Several brawls erupted at the Polyfest school cultural festival in Auckland at the weekend.
Footage of several violent incidents at the event have surfaced online, and police and festival organisers have confirmed they are investigating.
The footage included images of a brawl between a group of young men spilling out in the way of oncoming traffic on Te Irirangi Drive in east Auckland.
Two of the boys end up on the ground and are stomped on and punched before the fight breaks up.
Another video shows a fight between a group of girls.
One is being dragged by her hair before people cut in and put a stop to it.
The girls continue to swear at each other after the fight has ended.
That video has been viewed and shared by thousands.
Police confirmed they were called to two incidents outside of the festival where there were reports of fighting.
One was on Saturday at 4pm outside Westfield Mall.
The second incident, captured on the footage posted online, was at the intersection of Te Irirangi Drive and Great South Road also on Saturday at 5pm. Those involved had left before police's arrival.
Police said that overall the behaviour of the more than 90,000 who attended the four-day south Auckland festival was impressive.
"It is incredibly disappointing to see the videos being posted online which reflects the behaviour of just a small number of the 90,000 people who attended," a spokeswoman said.
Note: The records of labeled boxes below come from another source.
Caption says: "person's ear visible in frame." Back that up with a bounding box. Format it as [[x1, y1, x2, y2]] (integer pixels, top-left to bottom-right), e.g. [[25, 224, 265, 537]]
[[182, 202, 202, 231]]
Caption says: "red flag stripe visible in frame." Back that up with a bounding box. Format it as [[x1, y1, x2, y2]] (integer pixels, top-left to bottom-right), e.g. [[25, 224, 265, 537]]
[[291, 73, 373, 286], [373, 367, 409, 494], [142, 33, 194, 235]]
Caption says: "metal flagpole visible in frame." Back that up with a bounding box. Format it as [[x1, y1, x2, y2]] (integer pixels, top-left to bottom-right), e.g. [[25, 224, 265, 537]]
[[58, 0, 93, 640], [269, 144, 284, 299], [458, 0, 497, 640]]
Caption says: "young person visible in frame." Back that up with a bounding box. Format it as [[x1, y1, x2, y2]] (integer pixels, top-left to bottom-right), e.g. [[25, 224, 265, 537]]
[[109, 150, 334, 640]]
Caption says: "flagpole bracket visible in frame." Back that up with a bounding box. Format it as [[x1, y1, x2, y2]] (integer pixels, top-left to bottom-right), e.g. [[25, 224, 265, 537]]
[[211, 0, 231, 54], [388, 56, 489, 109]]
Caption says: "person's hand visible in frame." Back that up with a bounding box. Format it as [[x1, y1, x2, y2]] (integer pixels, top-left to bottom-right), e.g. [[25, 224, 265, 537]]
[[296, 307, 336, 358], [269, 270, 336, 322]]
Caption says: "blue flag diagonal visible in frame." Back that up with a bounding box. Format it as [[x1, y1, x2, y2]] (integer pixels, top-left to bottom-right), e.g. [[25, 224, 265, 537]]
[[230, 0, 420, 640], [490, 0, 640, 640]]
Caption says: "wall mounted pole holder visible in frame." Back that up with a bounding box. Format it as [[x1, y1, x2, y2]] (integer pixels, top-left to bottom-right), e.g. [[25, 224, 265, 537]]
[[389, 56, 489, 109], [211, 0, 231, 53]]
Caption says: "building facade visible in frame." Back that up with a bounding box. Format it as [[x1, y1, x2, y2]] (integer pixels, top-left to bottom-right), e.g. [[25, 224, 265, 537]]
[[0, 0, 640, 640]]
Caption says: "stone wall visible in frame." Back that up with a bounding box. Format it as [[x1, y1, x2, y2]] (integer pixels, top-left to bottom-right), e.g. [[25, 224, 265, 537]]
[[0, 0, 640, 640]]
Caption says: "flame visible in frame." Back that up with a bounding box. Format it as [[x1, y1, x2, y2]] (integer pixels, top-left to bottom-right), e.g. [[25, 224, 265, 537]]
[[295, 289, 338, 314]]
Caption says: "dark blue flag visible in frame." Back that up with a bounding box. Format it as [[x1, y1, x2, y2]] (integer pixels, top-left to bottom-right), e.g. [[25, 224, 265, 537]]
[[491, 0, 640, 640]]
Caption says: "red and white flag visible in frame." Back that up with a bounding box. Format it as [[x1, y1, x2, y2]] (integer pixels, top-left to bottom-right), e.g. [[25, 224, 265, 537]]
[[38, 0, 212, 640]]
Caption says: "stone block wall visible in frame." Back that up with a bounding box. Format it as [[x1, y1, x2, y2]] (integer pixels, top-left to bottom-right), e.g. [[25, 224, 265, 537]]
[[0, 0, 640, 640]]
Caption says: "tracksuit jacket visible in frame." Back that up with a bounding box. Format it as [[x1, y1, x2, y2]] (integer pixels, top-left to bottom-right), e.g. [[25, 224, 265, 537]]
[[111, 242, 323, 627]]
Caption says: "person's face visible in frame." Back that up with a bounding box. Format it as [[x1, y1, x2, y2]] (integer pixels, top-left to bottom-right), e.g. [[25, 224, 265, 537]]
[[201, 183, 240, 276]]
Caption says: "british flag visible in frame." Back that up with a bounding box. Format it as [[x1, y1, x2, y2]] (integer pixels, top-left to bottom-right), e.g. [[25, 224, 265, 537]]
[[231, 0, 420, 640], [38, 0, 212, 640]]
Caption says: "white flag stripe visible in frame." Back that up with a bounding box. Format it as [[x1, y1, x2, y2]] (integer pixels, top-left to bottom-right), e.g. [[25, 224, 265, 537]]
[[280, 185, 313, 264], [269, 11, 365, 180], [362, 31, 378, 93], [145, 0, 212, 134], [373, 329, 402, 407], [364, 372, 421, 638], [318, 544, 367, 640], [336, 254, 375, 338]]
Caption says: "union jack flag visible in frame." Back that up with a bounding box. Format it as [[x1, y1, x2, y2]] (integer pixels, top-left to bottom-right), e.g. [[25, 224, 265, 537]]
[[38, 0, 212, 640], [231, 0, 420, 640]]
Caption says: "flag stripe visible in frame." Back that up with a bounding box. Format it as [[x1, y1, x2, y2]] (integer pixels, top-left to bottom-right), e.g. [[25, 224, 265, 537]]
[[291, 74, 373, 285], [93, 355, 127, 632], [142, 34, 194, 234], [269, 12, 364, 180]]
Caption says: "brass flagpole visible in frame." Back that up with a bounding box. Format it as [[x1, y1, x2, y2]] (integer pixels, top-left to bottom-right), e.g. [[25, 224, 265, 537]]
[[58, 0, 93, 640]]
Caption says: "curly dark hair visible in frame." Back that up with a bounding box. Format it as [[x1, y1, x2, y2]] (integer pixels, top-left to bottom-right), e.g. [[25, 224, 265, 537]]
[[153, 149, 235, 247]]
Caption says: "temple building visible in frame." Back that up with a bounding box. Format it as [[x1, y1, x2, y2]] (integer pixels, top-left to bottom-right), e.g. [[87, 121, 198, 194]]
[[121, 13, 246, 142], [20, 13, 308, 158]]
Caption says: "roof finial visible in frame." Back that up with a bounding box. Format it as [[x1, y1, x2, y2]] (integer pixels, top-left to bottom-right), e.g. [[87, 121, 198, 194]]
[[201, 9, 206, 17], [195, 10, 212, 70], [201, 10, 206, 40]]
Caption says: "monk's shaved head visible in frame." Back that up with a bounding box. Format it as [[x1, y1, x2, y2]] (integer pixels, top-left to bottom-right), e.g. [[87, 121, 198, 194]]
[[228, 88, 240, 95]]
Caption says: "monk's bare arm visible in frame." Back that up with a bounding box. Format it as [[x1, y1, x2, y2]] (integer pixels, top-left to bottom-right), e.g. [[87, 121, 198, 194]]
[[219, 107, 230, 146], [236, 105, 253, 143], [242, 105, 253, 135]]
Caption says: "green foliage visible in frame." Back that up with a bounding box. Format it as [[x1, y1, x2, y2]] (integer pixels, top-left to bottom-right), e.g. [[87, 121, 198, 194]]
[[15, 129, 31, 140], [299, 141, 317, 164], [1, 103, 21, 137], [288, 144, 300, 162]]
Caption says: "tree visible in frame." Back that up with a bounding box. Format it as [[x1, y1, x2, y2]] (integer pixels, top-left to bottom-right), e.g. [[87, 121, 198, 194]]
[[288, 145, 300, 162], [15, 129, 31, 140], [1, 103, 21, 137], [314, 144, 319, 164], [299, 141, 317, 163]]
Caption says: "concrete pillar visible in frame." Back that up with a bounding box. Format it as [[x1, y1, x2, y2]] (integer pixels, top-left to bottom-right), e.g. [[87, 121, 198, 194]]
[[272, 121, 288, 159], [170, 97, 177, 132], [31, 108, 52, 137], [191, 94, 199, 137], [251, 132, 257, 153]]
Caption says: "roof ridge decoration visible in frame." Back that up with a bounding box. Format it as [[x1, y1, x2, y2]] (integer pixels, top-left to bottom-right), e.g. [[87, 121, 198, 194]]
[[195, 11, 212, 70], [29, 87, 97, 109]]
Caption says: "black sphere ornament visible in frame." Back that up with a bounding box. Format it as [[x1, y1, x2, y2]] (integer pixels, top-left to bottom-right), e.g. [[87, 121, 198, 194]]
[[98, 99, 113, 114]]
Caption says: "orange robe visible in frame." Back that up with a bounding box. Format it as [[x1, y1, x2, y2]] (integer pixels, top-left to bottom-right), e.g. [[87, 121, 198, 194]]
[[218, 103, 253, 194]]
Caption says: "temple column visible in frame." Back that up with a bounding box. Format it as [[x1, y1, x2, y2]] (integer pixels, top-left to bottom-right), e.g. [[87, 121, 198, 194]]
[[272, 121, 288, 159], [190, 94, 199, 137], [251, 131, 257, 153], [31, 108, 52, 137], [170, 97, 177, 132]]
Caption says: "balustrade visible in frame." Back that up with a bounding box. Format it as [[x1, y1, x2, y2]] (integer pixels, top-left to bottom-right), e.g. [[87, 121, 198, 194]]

Two arrests were made in incidents unrelated to the event itself.
Police said no arrests were made in relation to the behaviour at the festival.
Polyfest event director Theresa Howard said it was a shame that the behaviour of a few on the outskirts of the festival had the potential to ruin things for the rest of the participants, most of whom were well-behaved and excited to be there. "I'm very surprised and it is unfortunate after all the hype and all the exciting things that have happened."
Howard said organisers were working alongside the police to find out if those filmed fighting were from a particular school.
Polyfest had a strict no alcohol policy and all bags were searched before students were allowed into the grounds, Howard said.
Polyfest brings together more than 9000 Auckland students to celebrate Maori, Niue, Tongan, Samoan, Cook Island cultures.
Stuff reporter Kymberlee Fernandes attended Polyfest during the week and said the overall vibe was positive. "The first two days were pretty slow.
"However, Friday was massive with heaps of kids everywhere.
"I didn't sense a bad vibe at all. In fact, everyone seemed excited and happy to be there. Most kids spoke to me freely and looked like everyone was there to have a good time.
"I'm quite surprised at the brawl videos."
She said even when nobody was onstage there didn't seem to be any rivalry or fighting between schools. "They were just engrossed in cheering their own team. I wouldn't be able to guess what triggered the fights."